Groups allows a user to specify that a collections of jobs are related and exposes functionality that only makes sense for a group.
At its most basic, grouping jobs together allows the ability to query the members of the group. This is helpful when you care more about the aggregate status of the group and less so about individual jobs.
Groups also allow the user to tell Cook how to handle the jobs as a group. For example, the user may want the jobs to be placed on different machines so they don't interfere or the user may want any stragglers in the group to be restarted to prevent bad long tail performance. The former is referred to as host placement and the latter and straggler handling. Host placement is coming soon.
If you just want your jobs related so that you can query them as a group, just add the field group
to your job spec and set it to a random uuid (but the same uuid for all the jobs in the group).

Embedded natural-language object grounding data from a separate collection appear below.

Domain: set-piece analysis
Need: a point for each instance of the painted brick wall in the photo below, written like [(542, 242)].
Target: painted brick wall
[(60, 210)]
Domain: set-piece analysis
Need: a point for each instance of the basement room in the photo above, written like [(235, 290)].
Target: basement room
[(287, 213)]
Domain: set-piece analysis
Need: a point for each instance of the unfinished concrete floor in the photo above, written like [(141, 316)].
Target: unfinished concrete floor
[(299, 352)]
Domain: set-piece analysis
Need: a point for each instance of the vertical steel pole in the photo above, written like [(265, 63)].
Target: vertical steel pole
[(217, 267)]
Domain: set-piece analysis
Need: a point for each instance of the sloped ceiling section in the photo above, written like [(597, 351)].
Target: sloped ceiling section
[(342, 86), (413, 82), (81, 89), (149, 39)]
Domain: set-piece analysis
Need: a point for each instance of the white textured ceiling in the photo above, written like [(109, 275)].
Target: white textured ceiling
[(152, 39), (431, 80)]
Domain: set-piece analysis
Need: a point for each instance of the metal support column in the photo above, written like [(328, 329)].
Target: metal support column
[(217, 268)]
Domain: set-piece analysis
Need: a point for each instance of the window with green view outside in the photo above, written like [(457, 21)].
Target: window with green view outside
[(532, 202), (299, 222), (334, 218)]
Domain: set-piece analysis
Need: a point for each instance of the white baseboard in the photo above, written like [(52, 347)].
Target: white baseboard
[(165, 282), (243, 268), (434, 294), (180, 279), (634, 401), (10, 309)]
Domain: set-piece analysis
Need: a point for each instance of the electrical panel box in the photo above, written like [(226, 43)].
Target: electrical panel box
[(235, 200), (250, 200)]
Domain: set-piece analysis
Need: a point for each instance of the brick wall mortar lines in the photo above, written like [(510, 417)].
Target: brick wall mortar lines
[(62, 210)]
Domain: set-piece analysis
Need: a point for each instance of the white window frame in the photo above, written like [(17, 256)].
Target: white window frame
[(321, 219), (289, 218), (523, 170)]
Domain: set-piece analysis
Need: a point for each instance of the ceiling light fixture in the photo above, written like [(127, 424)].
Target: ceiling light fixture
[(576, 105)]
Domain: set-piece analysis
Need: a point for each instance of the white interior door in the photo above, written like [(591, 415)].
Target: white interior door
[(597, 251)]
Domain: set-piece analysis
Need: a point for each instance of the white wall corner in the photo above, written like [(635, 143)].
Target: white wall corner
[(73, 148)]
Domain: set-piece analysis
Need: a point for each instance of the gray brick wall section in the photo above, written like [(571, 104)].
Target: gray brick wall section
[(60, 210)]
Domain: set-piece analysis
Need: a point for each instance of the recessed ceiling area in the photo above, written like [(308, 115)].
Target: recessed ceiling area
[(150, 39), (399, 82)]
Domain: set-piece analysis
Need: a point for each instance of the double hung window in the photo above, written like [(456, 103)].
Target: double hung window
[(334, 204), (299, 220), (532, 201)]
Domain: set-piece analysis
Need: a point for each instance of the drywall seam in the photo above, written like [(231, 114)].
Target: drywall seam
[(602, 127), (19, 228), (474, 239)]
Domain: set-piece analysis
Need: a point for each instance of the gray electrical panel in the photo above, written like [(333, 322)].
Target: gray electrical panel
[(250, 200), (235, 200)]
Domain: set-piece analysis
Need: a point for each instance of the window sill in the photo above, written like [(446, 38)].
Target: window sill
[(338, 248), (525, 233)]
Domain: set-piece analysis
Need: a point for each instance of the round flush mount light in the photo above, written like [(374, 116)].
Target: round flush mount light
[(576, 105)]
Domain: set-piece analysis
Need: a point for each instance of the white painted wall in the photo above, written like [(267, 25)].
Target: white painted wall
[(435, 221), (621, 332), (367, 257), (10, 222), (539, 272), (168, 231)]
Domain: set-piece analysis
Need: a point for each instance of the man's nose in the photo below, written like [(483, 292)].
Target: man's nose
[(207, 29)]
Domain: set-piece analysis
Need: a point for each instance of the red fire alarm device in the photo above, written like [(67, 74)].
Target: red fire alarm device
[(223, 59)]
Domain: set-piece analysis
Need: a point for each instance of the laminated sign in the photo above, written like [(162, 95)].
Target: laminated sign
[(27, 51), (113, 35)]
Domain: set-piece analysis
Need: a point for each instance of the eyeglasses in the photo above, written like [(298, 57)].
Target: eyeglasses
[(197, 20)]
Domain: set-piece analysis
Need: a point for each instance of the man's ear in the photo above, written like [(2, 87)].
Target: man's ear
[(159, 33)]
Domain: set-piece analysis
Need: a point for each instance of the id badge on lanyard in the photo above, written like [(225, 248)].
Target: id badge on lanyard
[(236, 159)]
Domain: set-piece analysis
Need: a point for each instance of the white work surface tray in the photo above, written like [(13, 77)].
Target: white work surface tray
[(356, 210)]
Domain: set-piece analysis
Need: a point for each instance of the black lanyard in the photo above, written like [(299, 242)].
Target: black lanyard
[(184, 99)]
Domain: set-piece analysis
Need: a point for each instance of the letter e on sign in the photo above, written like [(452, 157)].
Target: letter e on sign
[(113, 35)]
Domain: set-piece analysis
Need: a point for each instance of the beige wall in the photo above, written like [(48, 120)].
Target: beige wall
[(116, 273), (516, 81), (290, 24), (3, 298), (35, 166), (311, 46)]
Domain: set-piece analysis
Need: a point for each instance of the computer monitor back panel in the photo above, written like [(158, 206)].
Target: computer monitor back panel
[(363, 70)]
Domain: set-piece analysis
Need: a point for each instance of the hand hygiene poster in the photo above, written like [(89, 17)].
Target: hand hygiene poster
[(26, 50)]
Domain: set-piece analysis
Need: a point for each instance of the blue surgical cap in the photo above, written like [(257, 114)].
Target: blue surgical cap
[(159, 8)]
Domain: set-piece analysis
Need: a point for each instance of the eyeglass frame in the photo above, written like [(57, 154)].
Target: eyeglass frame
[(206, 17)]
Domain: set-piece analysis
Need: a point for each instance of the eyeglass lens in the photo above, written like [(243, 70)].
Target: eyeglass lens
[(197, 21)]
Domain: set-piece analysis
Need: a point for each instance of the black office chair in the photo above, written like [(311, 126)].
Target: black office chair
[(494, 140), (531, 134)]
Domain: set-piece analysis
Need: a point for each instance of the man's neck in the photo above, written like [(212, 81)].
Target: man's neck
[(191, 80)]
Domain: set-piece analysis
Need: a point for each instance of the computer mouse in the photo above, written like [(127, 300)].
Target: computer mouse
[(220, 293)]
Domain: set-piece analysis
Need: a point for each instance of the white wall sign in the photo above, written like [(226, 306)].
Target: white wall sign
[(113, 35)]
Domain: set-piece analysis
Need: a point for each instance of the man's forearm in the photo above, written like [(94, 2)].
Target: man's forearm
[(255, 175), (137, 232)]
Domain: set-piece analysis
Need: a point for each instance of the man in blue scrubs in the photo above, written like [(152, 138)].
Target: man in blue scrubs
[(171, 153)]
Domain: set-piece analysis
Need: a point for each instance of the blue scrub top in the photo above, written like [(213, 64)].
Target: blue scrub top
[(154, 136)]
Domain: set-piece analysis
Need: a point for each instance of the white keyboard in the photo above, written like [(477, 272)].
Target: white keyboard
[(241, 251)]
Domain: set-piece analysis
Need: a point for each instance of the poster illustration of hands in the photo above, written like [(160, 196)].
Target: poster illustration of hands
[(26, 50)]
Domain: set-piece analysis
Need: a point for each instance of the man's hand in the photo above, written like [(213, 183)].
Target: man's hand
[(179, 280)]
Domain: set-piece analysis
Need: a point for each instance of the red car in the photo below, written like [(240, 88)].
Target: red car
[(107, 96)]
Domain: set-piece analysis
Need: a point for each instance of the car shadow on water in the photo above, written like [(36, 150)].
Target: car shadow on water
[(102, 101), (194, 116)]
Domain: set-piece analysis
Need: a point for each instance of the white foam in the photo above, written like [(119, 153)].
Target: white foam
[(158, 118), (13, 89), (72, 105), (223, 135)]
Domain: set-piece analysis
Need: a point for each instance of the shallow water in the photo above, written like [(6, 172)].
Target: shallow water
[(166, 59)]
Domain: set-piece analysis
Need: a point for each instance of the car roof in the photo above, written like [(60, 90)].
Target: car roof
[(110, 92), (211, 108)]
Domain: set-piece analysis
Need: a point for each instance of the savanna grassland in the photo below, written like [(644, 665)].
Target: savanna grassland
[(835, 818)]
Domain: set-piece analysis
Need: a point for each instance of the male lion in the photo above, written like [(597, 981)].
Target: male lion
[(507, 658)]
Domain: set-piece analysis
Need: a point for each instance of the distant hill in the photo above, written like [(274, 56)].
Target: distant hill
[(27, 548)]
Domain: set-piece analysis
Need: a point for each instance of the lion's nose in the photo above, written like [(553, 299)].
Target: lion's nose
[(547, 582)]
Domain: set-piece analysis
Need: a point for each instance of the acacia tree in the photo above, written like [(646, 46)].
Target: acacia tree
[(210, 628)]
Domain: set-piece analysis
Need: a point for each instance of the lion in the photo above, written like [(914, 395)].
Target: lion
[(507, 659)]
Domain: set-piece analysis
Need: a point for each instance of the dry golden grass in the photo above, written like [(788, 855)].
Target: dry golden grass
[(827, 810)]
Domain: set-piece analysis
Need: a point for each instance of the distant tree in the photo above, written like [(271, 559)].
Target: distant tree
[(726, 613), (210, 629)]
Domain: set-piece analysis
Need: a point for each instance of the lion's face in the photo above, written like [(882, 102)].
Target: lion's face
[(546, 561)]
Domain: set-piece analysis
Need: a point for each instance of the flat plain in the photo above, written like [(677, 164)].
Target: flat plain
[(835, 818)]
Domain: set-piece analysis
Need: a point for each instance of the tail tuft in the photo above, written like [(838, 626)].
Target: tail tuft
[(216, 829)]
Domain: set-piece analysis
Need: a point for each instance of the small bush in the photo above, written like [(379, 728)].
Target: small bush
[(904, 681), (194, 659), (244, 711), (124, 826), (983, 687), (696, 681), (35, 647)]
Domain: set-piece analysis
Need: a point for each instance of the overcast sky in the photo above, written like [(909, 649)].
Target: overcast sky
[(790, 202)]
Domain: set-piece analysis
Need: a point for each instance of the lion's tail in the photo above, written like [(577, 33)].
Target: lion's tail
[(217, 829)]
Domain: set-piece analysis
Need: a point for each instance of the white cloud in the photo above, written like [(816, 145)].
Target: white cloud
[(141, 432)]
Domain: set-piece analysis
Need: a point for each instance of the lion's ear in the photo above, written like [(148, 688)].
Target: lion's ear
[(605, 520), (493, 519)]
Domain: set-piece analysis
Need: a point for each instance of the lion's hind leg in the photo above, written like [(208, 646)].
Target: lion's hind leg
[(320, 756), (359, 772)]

Cook will implicitly create a group with that uuid and default settings so that you may query with
it.
If you want to configure some of the group functionality, you can create the group explicitly while
creating the jobs. When submitting to the rawscheduler, add a groups
key at the top level and
then specify your groups. See the api docs for more details.
Currently a job may only be a member of one group, though in the future we plan to lift this
restriction. For this reason, when you query a job, you will see it has a groups
field that is a
list.
The groups a job is a member of is immutable and set when you create the job. This is important because otherwise it would be possible to contradict some of the group scheduler functionality by adding a group while the job is running.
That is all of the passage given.